A further requirement imposed on foam films used in plate mounting tapes is the temperature stability. At web speeds in flexographic printing of up to 600 m/min, the mounting tape may undergo warming to around 40 to 60° C. At 60° C., not only conventional PE foam films but also PU foam films display deterioration in resilience.
EP 0 491 253 A1 discloses a plate mounting tape with a foam film carrier material. The foam film is composed preferably of polyolefin, more particularly of polyethylene or of a polyethylene copolymer, with vinyl acetate, for example. The foam film may be oriented.
A foam web with a high fraction of polyethylene obtained from metallocene catalysis, and also an adhesive tape produced from a foam web of this kind, are described by EP 1 645 589 A1. The crosslinked foam web is produced by coextruding a thermally decomposing blowing agent and a polyolefin-based polymer in web form, crosslinking the coextruded product, and, finally, foaming it. The polymer contains at least 40% (w/w) of a polyethylene-based polymer prepared by metallocene catalysis by means of a tetravalent transition metal catalyst. A foam of EP 1 645 589 A1, despite crosslinking, and particularly at elevated temperatures, exhibits weaknesses in its resilience. A consistently high resilience, however, is a mandatory requirement in the context, for example, of use in an adhesive tape in the printing industry.

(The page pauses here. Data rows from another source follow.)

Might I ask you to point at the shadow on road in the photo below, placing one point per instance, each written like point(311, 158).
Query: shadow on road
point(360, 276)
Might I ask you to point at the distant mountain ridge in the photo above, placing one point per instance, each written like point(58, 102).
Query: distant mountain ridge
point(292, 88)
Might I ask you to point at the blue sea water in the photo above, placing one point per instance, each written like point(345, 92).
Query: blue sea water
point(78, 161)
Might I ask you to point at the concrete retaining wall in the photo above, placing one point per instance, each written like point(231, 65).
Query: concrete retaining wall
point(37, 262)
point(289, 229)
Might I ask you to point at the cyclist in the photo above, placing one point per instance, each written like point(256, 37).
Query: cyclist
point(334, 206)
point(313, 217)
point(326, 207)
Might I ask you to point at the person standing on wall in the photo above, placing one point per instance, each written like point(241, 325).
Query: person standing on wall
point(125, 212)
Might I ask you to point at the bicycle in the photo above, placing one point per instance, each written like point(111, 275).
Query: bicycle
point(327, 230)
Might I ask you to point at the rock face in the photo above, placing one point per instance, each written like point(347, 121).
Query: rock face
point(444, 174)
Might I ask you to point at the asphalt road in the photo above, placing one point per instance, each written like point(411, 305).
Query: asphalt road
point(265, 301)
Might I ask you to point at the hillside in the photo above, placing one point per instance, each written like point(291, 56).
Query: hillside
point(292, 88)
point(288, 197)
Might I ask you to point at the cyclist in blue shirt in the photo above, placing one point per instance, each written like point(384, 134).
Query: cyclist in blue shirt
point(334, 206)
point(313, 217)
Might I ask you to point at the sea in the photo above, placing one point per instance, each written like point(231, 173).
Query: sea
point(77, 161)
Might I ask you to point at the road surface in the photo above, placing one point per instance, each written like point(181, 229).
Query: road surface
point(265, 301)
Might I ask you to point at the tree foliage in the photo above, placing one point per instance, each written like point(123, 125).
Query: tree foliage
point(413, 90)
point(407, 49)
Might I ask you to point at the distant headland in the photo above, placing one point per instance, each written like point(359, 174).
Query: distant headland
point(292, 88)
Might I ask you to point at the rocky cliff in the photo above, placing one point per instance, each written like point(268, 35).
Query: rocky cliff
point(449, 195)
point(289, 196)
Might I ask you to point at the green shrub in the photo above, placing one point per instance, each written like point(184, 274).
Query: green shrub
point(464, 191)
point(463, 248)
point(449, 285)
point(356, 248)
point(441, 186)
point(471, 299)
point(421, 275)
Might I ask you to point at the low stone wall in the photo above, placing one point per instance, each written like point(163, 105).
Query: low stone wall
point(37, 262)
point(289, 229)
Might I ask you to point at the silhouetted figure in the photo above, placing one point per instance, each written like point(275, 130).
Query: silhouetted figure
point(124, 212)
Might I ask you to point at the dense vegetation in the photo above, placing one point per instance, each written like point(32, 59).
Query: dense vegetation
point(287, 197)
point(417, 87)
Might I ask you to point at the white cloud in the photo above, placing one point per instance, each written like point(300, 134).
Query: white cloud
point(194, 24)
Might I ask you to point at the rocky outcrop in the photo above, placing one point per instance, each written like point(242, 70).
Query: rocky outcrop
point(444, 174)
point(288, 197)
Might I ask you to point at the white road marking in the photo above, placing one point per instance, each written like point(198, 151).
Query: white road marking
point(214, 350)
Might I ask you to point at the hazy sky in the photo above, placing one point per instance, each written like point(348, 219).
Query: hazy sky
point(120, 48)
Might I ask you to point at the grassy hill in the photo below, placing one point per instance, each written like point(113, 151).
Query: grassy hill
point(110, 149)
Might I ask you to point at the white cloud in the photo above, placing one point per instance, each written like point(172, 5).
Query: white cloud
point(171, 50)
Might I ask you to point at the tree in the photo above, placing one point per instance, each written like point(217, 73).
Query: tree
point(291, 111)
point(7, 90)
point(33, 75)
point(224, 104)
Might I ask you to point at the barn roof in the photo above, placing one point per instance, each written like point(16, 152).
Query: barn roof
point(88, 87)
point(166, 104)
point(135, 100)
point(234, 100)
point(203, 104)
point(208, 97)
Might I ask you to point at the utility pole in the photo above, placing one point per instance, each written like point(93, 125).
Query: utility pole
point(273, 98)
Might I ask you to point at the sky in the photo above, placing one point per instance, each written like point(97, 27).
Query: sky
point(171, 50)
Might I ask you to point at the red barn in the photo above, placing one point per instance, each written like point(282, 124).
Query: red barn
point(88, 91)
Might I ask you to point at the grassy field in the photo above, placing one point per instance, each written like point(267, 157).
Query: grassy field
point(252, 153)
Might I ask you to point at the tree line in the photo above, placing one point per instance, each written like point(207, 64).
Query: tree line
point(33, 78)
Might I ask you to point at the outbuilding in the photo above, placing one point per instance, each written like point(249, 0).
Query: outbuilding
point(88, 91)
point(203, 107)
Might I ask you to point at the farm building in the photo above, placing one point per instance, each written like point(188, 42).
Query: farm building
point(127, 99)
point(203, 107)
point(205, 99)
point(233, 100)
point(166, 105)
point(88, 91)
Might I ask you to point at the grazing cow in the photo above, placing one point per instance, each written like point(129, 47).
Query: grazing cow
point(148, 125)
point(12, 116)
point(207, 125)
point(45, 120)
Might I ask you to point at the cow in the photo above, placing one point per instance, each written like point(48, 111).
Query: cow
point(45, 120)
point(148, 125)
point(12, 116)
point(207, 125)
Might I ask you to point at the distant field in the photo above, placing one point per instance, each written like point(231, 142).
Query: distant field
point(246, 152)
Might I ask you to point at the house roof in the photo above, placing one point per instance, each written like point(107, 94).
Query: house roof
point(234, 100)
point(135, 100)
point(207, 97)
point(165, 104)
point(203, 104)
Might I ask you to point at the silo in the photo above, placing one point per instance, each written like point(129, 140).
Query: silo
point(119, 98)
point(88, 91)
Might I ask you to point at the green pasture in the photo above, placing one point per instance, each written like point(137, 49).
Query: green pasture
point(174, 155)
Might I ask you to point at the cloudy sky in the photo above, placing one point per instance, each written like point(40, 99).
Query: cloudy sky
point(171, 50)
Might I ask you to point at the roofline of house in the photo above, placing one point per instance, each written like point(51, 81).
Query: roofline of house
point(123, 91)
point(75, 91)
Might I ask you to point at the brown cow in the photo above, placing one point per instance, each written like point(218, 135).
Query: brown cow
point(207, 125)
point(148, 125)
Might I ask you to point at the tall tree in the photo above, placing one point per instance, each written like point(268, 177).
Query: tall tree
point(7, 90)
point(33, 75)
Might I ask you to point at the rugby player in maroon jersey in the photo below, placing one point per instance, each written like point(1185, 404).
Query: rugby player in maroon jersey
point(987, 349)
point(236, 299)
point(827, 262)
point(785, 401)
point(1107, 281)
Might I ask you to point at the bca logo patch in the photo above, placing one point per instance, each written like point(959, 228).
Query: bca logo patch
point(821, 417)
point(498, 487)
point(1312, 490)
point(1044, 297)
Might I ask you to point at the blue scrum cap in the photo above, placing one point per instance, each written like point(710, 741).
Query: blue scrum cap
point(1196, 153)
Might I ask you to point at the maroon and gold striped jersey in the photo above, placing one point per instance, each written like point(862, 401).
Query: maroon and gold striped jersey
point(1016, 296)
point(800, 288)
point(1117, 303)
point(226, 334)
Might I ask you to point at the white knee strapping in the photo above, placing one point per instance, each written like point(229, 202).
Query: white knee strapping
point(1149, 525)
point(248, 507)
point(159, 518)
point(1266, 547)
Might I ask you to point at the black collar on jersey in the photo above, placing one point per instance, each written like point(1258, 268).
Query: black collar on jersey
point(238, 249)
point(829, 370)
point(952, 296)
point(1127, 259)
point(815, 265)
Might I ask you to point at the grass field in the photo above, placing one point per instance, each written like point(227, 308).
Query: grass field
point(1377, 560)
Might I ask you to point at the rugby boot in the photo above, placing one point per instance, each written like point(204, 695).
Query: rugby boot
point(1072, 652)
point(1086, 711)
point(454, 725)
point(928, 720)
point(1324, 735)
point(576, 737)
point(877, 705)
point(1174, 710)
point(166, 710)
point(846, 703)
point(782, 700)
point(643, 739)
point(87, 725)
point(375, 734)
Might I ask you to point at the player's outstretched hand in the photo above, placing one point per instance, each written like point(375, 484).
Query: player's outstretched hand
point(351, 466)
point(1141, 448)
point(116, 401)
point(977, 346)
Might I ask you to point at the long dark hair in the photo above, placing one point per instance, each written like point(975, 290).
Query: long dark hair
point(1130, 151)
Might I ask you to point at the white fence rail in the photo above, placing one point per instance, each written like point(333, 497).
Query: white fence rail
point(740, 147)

An ethylene multi-block copolymer is described by WO 2005/090427 A1. This multi-block copolymer is obtained from the polymerization of two olefins in the presence of two polymerization catalysts differing in their selectivity in respect of the two olefins, and also in the presence of a chain transfer reagent (“chain shuttling agent”). The resultant multi-block copolymer exhibits elastomeric behaviour at substantially higher temperatures than homogeneous copolymers comprising identical monomers.
WO 2005/090427 A1 also describes the production of a foam by the in-mould process from the ethylene multi-block copolymer. The product of the foaming operation is unsuitable for use as a foam film in a plate mounting tape, owing to the process and to the resultant properties. The required thickness, the low thickness tolerance, and the mechanical properties associated with the cell morphology and cell size cannot be achieved in this process. For these reasons the use of non-crosslinked polyolefin-based foam films or of foam films which have been chemically crosslinked and foamed simultaneously is not an option for plate mounting tapes.
It is an object of the invention to provide an adhesive tape which exhibits consistently high resilience at elevated temperatures and which therefore may be used more particularly as a plate mounting tape.
This object is achieved by means of an adhesive tape as described hereinbelow. The invention further relates to proposed uses of the adhesive tape of the invention.